As your API grows, organize by domain, not by layer. This is the feature-first convention:

src/
├── main.rs
├── config.rs
├── users/
│   ├── mod.rs        # handlers
│   ├── models.rs     # DTOs, request/response types
│   └── errors.rs     # domain-specific errors
├── items/
│   ├── mod.rs
│   ├── models.rs
│   └── errors.rs
└── migrations/
    ├── mod.rs
    └── m20240101_000001_create_items.rs

Everything related to users lives in src/users/. Everything related to items lives in src/items/. When someone new joins the team, they don't need a mental map of the whole codebase to work on one feature.

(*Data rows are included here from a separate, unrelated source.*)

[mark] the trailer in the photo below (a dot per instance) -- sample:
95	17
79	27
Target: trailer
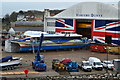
64	65
10	63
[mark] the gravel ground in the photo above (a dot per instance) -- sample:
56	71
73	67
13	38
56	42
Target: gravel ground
77	55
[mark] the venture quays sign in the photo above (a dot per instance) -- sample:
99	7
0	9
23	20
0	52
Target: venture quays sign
89	15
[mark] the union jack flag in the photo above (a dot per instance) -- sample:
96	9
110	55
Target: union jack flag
65	25
106	27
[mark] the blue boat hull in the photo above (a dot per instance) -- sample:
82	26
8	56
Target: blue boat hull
30	48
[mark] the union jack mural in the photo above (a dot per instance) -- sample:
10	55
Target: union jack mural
106	27
65	25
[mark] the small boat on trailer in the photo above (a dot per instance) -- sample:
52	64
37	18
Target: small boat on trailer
51	41
9	62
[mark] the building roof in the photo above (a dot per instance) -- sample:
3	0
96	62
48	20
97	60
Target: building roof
23	29
90	10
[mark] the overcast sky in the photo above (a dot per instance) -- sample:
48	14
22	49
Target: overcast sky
8	6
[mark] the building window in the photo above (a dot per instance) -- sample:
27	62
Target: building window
50	23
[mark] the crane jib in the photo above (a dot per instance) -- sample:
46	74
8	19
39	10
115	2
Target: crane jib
39	47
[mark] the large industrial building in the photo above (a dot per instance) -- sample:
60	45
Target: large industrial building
93	20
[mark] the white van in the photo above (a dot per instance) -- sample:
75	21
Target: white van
96	63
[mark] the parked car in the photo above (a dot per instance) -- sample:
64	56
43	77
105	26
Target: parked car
85	65
108	65
96	63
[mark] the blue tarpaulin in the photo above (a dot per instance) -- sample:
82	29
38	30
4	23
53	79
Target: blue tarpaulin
6	59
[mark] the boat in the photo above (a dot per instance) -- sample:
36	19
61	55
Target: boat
51	41
9	62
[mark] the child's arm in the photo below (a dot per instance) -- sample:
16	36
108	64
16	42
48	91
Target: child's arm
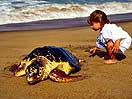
116	46
92	50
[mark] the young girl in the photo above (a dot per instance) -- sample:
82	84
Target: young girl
112	37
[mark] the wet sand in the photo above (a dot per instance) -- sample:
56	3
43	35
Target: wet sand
103	81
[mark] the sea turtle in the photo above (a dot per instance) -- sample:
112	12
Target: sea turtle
51	62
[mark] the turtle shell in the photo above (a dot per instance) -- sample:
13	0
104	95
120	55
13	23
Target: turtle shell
57	54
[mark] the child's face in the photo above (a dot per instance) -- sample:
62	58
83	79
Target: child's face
96	26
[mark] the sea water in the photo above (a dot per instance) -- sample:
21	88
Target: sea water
19	11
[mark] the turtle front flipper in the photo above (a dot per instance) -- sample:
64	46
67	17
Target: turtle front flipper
60	76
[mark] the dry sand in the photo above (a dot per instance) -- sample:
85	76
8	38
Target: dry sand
103	82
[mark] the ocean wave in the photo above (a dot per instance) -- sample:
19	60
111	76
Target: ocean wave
18	12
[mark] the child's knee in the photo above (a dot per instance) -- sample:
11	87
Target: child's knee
110	45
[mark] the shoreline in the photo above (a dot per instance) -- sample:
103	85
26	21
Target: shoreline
103	81
60	23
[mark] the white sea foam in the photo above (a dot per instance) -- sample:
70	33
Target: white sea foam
29	11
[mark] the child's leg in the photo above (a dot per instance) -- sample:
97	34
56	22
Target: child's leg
109	49
111	54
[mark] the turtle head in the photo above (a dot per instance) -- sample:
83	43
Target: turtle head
35	72
22	67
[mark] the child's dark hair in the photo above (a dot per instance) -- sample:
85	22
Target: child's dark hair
98	16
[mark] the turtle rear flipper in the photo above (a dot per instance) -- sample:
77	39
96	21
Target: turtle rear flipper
60	76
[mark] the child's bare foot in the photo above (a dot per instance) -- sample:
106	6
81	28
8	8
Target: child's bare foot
110	61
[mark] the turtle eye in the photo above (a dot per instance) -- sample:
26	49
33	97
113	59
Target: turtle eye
33	70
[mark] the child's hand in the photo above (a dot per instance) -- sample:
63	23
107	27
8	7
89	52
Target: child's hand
116	46
92	50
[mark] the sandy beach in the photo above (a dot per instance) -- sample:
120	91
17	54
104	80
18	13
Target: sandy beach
103	81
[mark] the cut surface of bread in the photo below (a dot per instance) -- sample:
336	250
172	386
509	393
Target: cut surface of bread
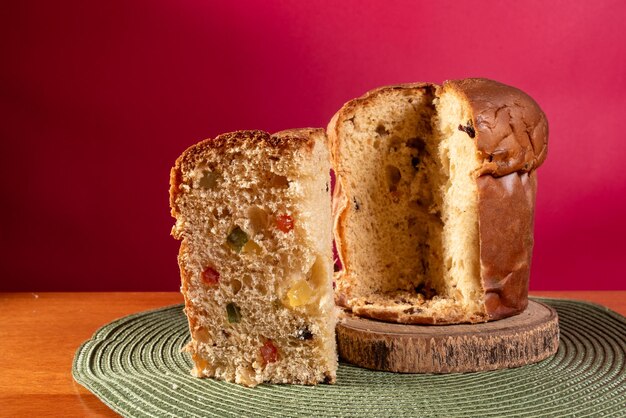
434	200
253	215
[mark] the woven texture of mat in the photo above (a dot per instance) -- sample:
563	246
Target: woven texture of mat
135	366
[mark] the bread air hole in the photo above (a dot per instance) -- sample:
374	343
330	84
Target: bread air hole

Compare this to the layer-first approach you might be used to:

# Don't do this
src/
├── handlers/
│   ├── users.rs
│   └── items.rs
├── models/
│   ├── users.rs
│   └── items.rs
└── errors/
    ├── users.rs
    └── items.rs

Layer-first scatters related code across the tree. Adding a feature means touching three directories. Feature-first keeps it contained.

Templates

The CLI offers three templates to match your starting point:

rapina new my-app — the default. Two routes, no database, minimal dependencies.

rapina new my-app --template crud — adds SQLite, a sample items module with full CRUD handlers, and a database migration.

rapina new my-app --template auth — adds JWT authentication with login and register endpoints, a .env.example for secrets, and a protected /me route.

Pick the one closest to what you're building and delete what you don't need.

Conventions

A few naming patterns that keep Rapina projects consistent:

Routes are plural and versioned: /v1/users, /v1/users/:id.

Handlers are verb + resource: create_user, list_users, get_user, delete_user.

Request types describe the action: CreateUserRequest, UpdateItemRequest.

Response types describe the result: UserResponse, ItemListResponse.

These aren't enforced by the framework — they're conventions that make code predictable across projects.